A decade later, as Bannister prepares for one of the most prestigious leadership positions in the Air Force health-care system, her father—and the mission they both dedicated their lives to—remains at the forefront of her mind.

"He's my hero," said Bannister, who carries his beat-up dog tag in a pocket of her uniform. "Every day I try to make him proud. I feel like everybody that I'm helping now is somebody that would have been just like my dad. There's no better job than serving those willing to give so much for other people."

—Mike Unger

Photo of a woman, Rebecca Rusch, riding a bike through a village on the Ho Chi Minh trail, with many children watchingPHOTO: Josh Letchworth/Red Bull Content Pool

Rebecca Rusch rode along the Ho Chi Minh Trail during the feature film project Blood Road in Vietnam, Laos and Cambodia in 2015

Sharon Bannister's younger sister, Rebecca, forged her own path to find their father, Capt. Stephen Rusch, a weapons-systems operator who died in 1972 when his plane was shot down in Laos.

An adventure athlete, Rebecca Rusch biked 1,200 grueling miles of the Ho Chi Minh Trail in Southeast Asia in 2015, making her first visit to their father's crash site, which already had been identified by the U.S. Department of Defense.

The journey was captured in Blood Road, a documentary released last year and screened around the world. It was featured in Sports Illustrated and Rusch wrote about it for The New York Times.

The film tracked Rusch and her Vietnamese riding partner, Huyen Nguyen, as they traveled through dense jungle and waterlogged caves to reach the crash site. It also features several letters her father sent to his family, including one containing a final, foreboding line.

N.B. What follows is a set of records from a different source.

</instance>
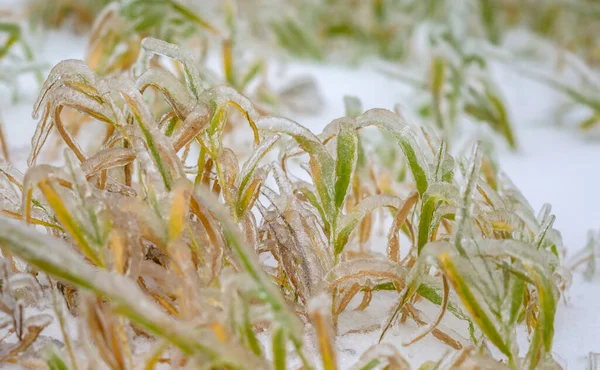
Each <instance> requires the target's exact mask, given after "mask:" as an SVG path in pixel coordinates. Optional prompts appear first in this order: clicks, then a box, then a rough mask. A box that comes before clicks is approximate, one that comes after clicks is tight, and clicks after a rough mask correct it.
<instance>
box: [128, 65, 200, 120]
mask: <svg viewBox="0 0 600 370" xmlns="http://www.w3.org/2000/svg"><path fill="white" fill-rule="evenodd" d="M135 84H136V88H137V89H138V90H140V91H141V92H142V93H143V92H144V91H145V90H146V89H147V88H148V87H149V86H151V87H154V88H156V89H158V90H159V91H160V92H161V93H162V94H163V96H164V97H165V99H167V101H168V102H169V104H170V105H171V106H172V107H173V109H174V110H175V114H177V116H178V117H182V118H184V119H185V118H186V117H187V116H188V114H190V112H191V110H192V109H194V106H195V105H196V103H197V99H196V98H195V97H194V96H192V95H191V94H190V93H189V91H188V89H187V87H186V86H185V85H184V84H182V83H181V82H179V81H178V80H177V78H176V77H175V76H174V75H173V74H172V73H171V72H169V71H165V70H159V69H149V70H147V71H146V72H144V74H142V75H141V76H140V77H138V78H137V79H136V81H135Z"/></svg>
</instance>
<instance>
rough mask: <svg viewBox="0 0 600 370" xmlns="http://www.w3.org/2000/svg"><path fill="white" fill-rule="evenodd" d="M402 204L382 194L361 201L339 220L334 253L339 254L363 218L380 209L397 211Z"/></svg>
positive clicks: (370, 196) (376, 195) (341, 250)
mask: <svg viewBox="0 0 600 370" xmlns="http://www.w3.org/2000/svg"><path fill="white" fill-rule="evenodd" d="M403 202H404V201H403V200H402V199H401V198H398V197H395V196H392V195H383V194H381V195H372V196H370V197H368V198H365V199H364V200H362V201H361V202H360V203H359V204H358V205H357V206H356V207H355V208H354V209H353V210H352V211H351V212H350V213H348V214H347V215H345V216H344V217H343V218H341V219H340V222H339V225H338V228H337V230H336V235H337V237H336V240H335V253H336V254H339V253H341V252H342V251H343V249H344V247H345V246H346V244H347V243H348V240H349V239H350V236H351V235H352V233H353V232H354V231H355V229H356V226H357V225H358V223H359V222H360V221H361V220H362V219H363V218H364V217H365V216H367V215H368V214H370V213H371V212H373V211H374V210H375V209H377V208H381V207H392V208H395V209H398V208H400V207H401V206H402V204H403Z"/></svg>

"If anything should happen to me, please don't let me die to Sharon and Becky," he wrote.

He didn't.

When Rusch and the crew reached the small southern Laotian town where the crash occurred, the village chief told her that his father buried her father near a tree that still stands.

There, Rusch left her dad a letter and his missing-in-action bracelet, which she long held close.

"He wasn't missing to me anymore," she said. "As different as Sharon and [my] career paths are, we both found a way to connect with our dad. He's guiding both of us. Sharon knew it earlier than I did; I recently found it out."

Bannister joined her sister at the crash site, but off-camera. She too left a written message.

"[I] said there wasn't a day that passes I don't think about how his short life has made me who I am today," she said. "Through all of this, I've realized it's the memories of those who have given their all that impact those who are still alive and make the world a better place."

The film was produced by Red Bull Media House.